Митрополит видел, как жирный сок потек прямо по бороде князя на охабень. Даниил едва удержался, чтобы не поменять лесные орехи на домашнего порося.
— Молю тебя, Андрей Иванович, не губи раздором русскую землю. Соблюдай присягу без всякой хитрости.
— На том я и стою, Даниил. — Старицкий князь налил в кубок белого вина.
— Ежели на том стоишь, тогда поезжай в Москву к Елене Васильевне без всякого сомнения.
— Опять ты об том же, блаженнейший. А ежели я откажусь?
— Ежели откажешься… Жди тогда проклятия, Андрей Иванович. Во всех русских православных церквах поминать тебя будут наравне с латинянами и магометянами.
Не осилил старицкий князь кубок — отпил несколько глотков и опять поставил вино на стол.
— Нелегкий выбор ты мне предлагаешь, владыка. Сколько времени на обдумывание даешь?
— Немного, князь. К завтрашнему утру жду твоего ответа.
— Хорошо, а теперь оставлю я тебя, блаженнейший.
Государыня Елена Васильевна, зная упрямство старицкого князя Андрея, уже не полагалась на крепость увещеваний митрополита и следующим днем повелела Овчине-Оболенскому выступать с полками к Старице.

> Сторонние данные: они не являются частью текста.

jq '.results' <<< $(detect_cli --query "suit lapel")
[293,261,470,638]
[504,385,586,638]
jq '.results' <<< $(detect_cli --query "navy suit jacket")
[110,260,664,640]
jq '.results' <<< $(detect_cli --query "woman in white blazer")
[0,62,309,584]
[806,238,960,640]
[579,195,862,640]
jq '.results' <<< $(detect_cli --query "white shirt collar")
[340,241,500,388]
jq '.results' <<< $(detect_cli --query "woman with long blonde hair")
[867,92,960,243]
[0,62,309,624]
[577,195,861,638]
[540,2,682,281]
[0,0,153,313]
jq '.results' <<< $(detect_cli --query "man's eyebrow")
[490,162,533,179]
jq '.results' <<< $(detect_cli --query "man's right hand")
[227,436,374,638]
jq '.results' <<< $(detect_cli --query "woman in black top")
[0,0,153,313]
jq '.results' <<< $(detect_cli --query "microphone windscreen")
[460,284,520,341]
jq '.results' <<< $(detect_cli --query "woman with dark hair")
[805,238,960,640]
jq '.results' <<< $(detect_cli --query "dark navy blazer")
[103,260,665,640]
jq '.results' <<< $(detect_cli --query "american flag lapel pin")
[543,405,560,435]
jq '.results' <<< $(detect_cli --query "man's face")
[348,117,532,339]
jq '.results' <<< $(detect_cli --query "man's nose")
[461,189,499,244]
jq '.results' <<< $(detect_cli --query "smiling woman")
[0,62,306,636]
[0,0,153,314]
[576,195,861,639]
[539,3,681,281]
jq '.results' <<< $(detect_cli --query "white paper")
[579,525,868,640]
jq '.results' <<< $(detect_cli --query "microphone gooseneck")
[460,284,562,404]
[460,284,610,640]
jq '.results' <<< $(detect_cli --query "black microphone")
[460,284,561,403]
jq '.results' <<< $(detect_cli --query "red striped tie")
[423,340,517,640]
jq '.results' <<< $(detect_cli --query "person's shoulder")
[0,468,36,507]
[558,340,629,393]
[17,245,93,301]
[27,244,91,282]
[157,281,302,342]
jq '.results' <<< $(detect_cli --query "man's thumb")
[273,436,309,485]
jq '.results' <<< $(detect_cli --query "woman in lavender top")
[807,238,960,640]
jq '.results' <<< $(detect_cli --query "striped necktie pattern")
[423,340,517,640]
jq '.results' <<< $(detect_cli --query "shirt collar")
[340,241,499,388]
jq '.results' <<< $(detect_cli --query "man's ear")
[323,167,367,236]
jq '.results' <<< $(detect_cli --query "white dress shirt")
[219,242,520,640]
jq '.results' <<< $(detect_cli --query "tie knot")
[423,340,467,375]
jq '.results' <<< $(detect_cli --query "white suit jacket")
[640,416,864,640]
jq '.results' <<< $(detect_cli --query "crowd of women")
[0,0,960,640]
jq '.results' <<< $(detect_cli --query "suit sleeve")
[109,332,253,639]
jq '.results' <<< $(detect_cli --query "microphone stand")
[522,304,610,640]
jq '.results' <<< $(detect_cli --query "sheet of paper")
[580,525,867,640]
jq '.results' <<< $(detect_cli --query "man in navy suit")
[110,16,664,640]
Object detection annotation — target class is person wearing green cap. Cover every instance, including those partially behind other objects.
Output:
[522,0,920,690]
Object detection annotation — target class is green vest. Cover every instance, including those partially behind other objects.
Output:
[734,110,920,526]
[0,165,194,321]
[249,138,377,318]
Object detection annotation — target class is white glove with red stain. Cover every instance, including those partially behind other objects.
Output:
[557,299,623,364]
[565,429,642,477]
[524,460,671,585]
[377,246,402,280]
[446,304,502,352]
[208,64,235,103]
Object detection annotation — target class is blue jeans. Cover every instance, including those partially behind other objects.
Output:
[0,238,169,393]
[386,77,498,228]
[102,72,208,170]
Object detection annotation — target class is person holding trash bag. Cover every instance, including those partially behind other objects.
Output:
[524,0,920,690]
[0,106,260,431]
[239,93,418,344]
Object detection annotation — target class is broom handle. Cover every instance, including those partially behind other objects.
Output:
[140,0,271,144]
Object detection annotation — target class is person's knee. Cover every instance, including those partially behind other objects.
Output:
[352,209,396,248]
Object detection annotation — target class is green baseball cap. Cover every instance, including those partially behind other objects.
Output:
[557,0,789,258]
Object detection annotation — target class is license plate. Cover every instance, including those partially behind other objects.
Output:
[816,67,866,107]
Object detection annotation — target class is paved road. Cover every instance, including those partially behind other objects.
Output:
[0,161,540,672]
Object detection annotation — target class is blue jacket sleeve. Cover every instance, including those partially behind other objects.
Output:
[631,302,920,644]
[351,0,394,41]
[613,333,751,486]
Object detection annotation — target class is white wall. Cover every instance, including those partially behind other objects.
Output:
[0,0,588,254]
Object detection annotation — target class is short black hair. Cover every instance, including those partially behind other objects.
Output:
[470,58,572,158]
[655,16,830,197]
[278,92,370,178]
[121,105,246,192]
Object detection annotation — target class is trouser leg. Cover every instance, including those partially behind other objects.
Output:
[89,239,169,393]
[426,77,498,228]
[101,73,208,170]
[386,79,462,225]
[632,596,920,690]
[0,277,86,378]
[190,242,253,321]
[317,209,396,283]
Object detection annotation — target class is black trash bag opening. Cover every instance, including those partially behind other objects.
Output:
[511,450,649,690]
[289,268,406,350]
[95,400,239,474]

Поменяв домашний халат на броню, Иван Федорович возглавил головной отряд.
Недалеко от Волока князю повстречался конный поезд.
— Кто такие? — гаркнул Иван Овчина на молодца, спешившего впереди.
— Я сын боярский Сытин. Сопровождаем возок князя Пронского до государыни московской.
— Ах, вот как? — подивился вестям конюший. — Эй, молодцы, хватайте холопов князя старицкого!
Воинники оказались расторопными — стащили с седел сопровождающих и повязали их поясами. Не давался только Сытин.
— Князя Пронского ловите! — наставлял Иван Овчина. — Не ровен час уйти может.
Федор Пронский уже вышел из возка. Отпихнул от себя стремянных Овчины, пнул ногой высокого детину с палицей и побежал.
— Сюда, боярин! Сюда! — орал Сытин. — Поспешай!
Верткий отрок дергал за поводья коня, и чуткое животное, послушное каждому движению своего хозяина, вращалось на месте, сокрушая нападавших ратников.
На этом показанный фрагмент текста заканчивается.